THE FIRE TREE

CHAPTER 12


Annis steered her horse off the shoreline of the river and up the bank to the higher ground. The edge of the water had become rockier and the margin of sand sufficient for a horse had petered out.


The Grant army – for any army it was, of over 300 men – were fanned out along the meadows and woodlands a good way back from the bank. The regular soldiers were positioned in the forward ranks, being more impressive with their better garb, their more prolific armour and much superior weaponry. Those men who were called to arms had taken position behind them and were more often carrying pitchforks, clubs and scythes rather than swords and shields.

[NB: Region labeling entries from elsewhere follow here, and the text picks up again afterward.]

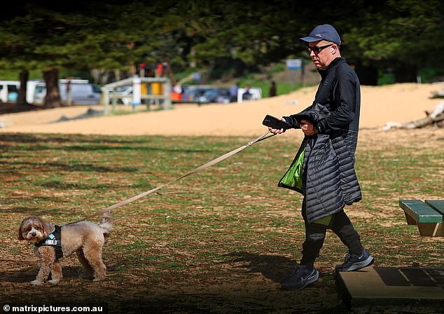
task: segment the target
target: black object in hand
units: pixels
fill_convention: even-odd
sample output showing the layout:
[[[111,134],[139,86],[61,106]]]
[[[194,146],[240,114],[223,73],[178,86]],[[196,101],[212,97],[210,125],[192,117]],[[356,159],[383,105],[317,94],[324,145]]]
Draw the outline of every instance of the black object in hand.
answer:
[[[290,125],[286,122],[279,120],[273,116],[270,116],[268,114],[265,116],[265,118],[262,121],[262,124],[266,126],[270,127],[272,129],[281,130],[284,129],[284,130],[288,129]]]

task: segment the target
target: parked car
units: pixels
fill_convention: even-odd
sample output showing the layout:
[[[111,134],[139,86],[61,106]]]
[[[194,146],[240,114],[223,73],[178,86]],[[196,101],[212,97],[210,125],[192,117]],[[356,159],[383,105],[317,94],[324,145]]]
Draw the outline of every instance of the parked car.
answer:
[[[62,102],[67,101],[67,80],[59,81],[59,92]],[[43,81],[29,81],[27,86],[27,101],[30,104],[43,104],[46,95],[46,85]],[[88,83],[88,80],[71,81],[72,104],[99,104],[102,99],[100,88]]]
[[[20,83],[17,81],[0,81],[0,102],[13,102],[17,100]]]
[[[197,97],[199,102],[230,102],[230,91],[227,89],[211,89],[206,90],[202,96]]]

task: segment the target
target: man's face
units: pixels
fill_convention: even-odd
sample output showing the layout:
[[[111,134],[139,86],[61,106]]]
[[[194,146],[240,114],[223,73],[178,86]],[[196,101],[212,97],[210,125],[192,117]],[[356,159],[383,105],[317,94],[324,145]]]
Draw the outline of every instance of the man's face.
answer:
[[[330,65],[330,63],[335,57],[331,52],[331,48],[334,46],[334,43],[332,44],[326,41],[319,41],[308,43],[310,56],[317,68],[323,70]]]

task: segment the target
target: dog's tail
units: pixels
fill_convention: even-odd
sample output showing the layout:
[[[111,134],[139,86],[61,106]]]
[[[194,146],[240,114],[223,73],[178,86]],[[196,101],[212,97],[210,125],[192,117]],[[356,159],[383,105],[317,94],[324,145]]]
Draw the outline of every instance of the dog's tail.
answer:
[[[100,228],[105,238],[108,238],[113,231],[113,215],[111,212],[106,212],[100,219]]]

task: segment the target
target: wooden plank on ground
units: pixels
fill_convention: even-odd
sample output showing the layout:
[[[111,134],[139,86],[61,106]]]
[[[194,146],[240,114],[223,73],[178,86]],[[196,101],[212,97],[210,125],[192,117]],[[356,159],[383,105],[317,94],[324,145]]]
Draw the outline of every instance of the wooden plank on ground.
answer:
[[[439,307],[444,303],[444,269],[367,267],[339,272],[339,296],[350,308],[371,305]]]

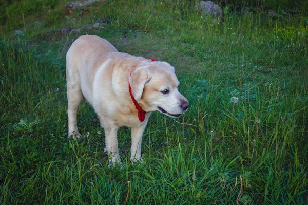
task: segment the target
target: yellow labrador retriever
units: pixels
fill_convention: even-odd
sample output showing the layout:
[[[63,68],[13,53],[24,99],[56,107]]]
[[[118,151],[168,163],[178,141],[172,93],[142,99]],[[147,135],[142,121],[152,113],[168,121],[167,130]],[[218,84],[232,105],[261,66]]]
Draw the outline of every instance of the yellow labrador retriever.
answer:
[[[84,35],[66,55],[68,137],[82,136],[77,109],[84,97],[94,108],[105,129],[112,166],[120,163],[117,132],[131,128],[130,160],[140,161],[142,135],[151,113],[179,117],[189,104],[179,92],[175,69],[164,62],[119,52],[105,39]]]

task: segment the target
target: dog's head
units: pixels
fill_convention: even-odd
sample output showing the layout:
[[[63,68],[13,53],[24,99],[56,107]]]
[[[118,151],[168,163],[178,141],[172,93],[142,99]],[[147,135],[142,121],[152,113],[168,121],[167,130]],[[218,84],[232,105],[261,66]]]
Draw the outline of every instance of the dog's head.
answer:
[[[146,111],[158,110],[177,118],[189,106],[179,92],[175,69],[163,62],[150,62],[138,67],[129,77],[132,95]]]

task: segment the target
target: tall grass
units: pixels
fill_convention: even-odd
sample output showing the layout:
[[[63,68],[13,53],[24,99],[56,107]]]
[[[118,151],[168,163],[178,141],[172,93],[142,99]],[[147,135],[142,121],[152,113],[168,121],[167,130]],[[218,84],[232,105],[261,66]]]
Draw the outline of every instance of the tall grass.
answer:
[[[307,17],[227,12],[221,24],[179,3],[105,1],[65,21],[41,14],[40,27],[29,15],[15,25],[21,30],[1,27],[1,203],[306,202]],[[97,22],[105,29],[56,31]],[[124,169],[107,167],[103,131],[85,102],[78,115],[83,139],[66,138],[65,53],[86,34],[176,67],[191,106],[177,119],[153,114],[144,164],[129,161],[123,127]]]

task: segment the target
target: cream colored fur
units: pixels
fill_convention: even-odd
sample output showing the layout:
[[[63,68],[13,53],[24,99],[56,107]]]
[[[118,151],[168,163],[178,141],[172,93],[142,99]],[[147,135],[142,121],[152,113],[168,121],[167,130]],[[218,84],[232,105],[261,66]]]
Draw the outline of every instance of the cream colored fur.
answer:
[[[177,117],[189,105],[178,90],[179,82],[173,67],[166,62],[119,52],[107,41],[98,36],[78,38],[67,52],[66,61],[68,137],[74,139],[82,137],[77,128],[76,113],[84,97],[94,108],[105,129],[111,165],[120,162],[117,140],[119,127],[131,128],[130,160],[142,162],[142,135],[151,112],[159,110]],[[143,122],[139,121],[131,99],[129,82],[136,101],[148,112]],[[169,92],[162,92],[166,90]]]

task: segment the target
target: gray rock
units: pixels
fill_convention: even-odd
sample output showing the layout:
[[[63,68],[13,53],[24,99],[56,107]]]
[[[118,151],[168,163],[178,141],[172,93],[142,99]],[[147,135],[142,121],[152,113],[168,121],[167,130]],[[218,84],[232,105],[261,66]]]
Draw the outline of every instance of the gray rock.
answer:
[[[82,7],[83,6],[86,5],[87,4],[91,4],[93,2],[101,2],[103,1],[103,0],[83,0],[78,2],[74,2],[66,6],[66,9],[69,10],[76,7]]]
[[[223,18],[223,13],[221,8],[210,1],[201,1],[199,4],[199,11],[206,14],[210,14],[213,17],[221,19]]]
[[[81,30],[80,30],[80,29],[79,29],[79,28],[76,28],[76,29],[72,30],[72,32],[75,33],[80,33],[81,32]]]

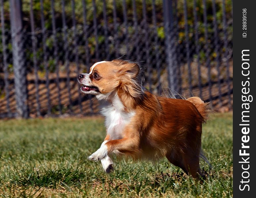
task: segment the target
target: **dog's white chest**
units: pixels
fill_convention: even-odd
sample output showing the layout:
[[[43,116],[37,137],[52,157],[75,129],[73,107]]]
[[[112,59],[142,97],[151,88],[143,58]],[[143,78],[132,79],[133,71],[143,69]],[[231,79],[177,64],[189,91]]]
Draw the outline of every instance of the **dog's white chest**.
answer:
[[[121,139],[123,137],[125,127],[129,123],[134,113],[124,112],[113,108],[108,110],[107,114],[104,115],[107,134],[110,136],[111,140]]]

The look that Balgair and Gavin had given her, seeing the assembled troops, had been unambiguous. They had both been surprised and dismayed that Clan Grant had assembled such a large fighting force in evident preparation for serious conflict.


The atmosphere of the Grants was one of cheerful good will. There had been no need for bloodshed and a feud of six centuries, fanned by simmering resentment, had been miraculously resolved. Their hostility to constant judgement for an event in their past had slowly festered, generation by generation, leaving them with excruciating bitterness.


History had judged the Grants as traitors who had betrayed their rescuers. In fairness, the culprits who actually carried out this deed had been dead and buried for an age, but the past could not be undone and had, ever since, hung around their necks like a millstone.


Annis rode up to the high end of the fields and across a ridge and down to a stream that fed into the Spey. She pulled her horse and turned to Gavin who promptly nodded to her and said: “This is a mile.”


The Laird Grant rode up and drew his horse parallel to them. He was without his close guards and his two leaders had stopped a conspicuously restrained distance from them.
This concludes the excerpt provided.